From: linda Merle <>
Subject: Re: Savage - Fermanagh
Date: Fri, 13 Feb 1998 07:26:28 -0800

Hi Gaye,

> Descendants in Australia claim they
> referred to themselves as Scotch-Irish.
> How would I go about determining whether this is true and, hence, when and
> where they came from in Scotland?

The really correct answer is you'd trace them backwards to where
they came from Scotland. This isn't terribly easy -- or even possible.
You can make assumptions if they are Presbyterians and seemed (or
you seem) culturally Ulster Scots.

Surname origin is no proof, but for what it is worth, Savage is
Norman in origin. The name is common in Down, according to Bell
"The Book of Ulster Surnames", from old French salvage --from
Latin silvaticus "wild". The orign is Le Secur Thomas le
Sauvagewho came to England with William the C and settled in
Derbyshire. His son William le Savage, b c 1150, took part in
the Anglo Norman invasion of Ireland, coming in 1177 to Ulster
with John de Courcy. He was granted land in Upper Ards in Co
Down and built "a stronghold" at Ardkeen and became an Ulster
baron. His descendents held their land for 300 years against the
Gaelic septs but became 'hibernicised". In the Annals of the
Four Masers they recorded as Mac an tSabhaisigh. Sir Roland
Janico Savage, Lord of Lecale, was in 1482 seneschal of Ulser. He
was described by the Lord Deputy of Ireland as "the most famous
of the English of the province for his exploits against the
Irish.", but he revolted in 1515. By the end of the 16th century
the lord of the family was listed as an important Ulster rebel.

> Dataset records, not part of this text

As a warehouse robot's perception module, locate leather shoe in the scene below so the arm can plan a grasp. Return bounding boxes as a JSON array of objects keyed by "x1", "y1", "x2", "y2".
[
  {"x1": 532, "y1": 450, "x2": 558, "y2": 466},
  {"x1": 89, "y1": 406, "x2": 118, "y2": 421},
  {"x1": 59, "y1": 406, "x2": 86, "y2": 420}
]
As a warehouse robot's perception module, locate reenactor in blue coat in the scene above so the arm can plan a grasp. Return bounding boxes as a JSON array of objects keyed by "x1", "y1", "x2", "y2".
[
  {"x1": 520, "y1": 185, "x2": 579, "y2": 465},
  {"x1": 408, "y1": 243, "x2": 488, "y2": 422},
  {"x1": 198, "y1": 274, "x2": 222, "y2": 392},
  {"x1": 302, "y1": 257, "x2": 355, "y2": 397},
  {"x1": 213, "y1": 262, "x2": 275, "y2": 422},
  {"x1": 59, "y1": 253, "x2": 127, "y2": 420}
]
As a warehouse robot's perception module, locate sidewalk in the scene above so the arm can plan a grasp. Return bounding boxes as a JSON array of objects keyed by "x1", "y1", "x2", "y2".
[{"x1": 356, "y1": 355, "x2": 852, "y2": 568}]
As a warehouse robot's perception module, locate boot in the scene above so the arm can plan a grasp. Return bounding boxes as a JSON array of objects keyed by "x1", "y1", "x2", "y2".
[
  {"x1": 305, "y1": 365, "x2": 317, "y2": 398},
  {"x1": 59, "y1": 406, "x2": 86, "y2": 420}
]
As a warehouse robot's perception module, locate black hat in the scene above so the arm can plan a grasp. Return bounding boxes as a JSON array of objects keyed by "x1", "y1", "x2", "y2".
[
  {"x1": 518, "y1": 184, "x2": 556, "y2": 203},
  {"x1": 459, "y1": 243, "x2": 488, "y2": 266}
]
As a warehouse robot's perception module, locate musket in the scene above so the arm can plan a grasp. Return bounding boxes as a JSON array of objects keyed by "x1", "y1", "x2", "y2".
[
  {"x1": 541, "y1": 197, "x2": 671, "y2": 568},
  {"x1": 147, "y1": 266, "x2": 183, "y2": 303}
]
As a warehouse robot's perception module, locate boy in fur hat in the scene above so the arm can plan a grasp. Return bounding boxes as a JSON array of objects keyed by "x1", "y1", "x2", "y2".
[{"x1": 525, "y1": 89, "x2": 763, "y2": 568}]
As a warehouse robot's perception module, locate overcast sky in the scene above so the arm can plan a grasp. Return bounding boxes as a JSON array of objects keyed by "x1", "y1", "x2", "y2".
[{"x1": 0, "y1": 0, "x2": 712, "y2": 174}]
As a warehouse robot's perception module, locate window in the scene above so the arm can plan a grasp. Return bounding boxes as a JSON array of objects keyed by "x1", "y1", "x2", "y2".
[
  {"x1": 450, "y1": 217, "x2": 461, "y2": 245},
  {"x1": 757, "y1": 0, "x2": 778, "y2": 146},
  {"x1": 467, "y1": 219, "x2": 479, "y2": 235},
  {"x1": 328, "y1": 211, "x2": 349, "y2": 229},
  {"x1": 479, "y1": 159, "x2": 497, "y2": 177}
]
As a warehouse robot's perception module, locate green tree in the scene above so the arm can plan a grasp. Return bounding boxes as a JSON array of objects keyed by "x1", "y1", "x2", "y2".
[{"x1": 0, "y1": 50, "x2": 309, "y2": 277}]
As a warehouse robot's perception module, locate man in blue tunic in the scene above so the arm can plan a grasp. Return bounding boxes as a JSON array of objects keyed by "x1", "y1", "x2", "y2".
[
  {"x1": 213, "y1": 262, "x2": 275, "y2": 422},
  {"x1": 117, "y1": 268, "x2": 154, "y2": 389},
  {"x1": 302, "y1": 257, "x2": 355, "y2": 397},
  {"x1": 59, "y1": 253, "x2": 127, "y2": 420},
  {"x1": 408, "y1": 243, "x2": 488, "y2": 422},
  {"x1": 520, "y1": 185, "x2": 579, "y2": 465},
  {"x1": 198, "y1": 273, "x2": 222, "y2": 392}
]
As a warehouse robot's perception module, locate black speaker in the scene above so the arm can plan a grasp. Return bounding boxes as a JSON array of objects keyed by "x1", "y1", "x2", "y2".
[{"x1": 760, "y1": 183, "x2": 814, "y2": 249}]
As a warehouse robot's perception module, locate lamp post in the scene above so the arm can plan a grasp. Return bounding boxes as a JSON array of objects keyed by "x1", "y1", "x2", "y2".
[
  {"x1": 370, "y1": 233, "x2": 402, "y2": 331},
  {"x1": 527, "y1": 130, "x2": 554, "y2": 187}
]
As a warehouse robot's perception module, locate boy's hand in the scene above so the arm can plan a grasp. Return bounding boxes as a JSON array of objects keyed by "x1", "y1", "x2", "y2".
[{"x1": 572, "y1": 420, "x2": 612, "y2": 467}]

The next generation Henry Savage married into the Montgomery
family. Though the 1641 rebeling left Ards untouched, it is
beleived this marriage saved the family from disposession. They
were STILL HOLDING the land granted to William 800 years before.
It's not clear from the book if they rebelled or if the saving
was from the Irish, who went for the English first (saving the
Scots for "last").

A group of Savages in Portaferry became Nugents in 1814 when
an Andrew Savage, 1770-1846, high sheriff of Down, adopted the name
because he inherited a fortune from his great uncle Governor
John Nugent of Westmeath.

Thanks for asking -- I learned all this history. Now the list
has only has a couple questions of you: Are you rich too? And
if so, can we all come and stay free at your mansion??

Seriously, I suspect if you can tie your family into this one,
you will trace your family farther than most of us. I'd check
LDS catelog for published genealogies.

Lisvoy must be a town....anyone know?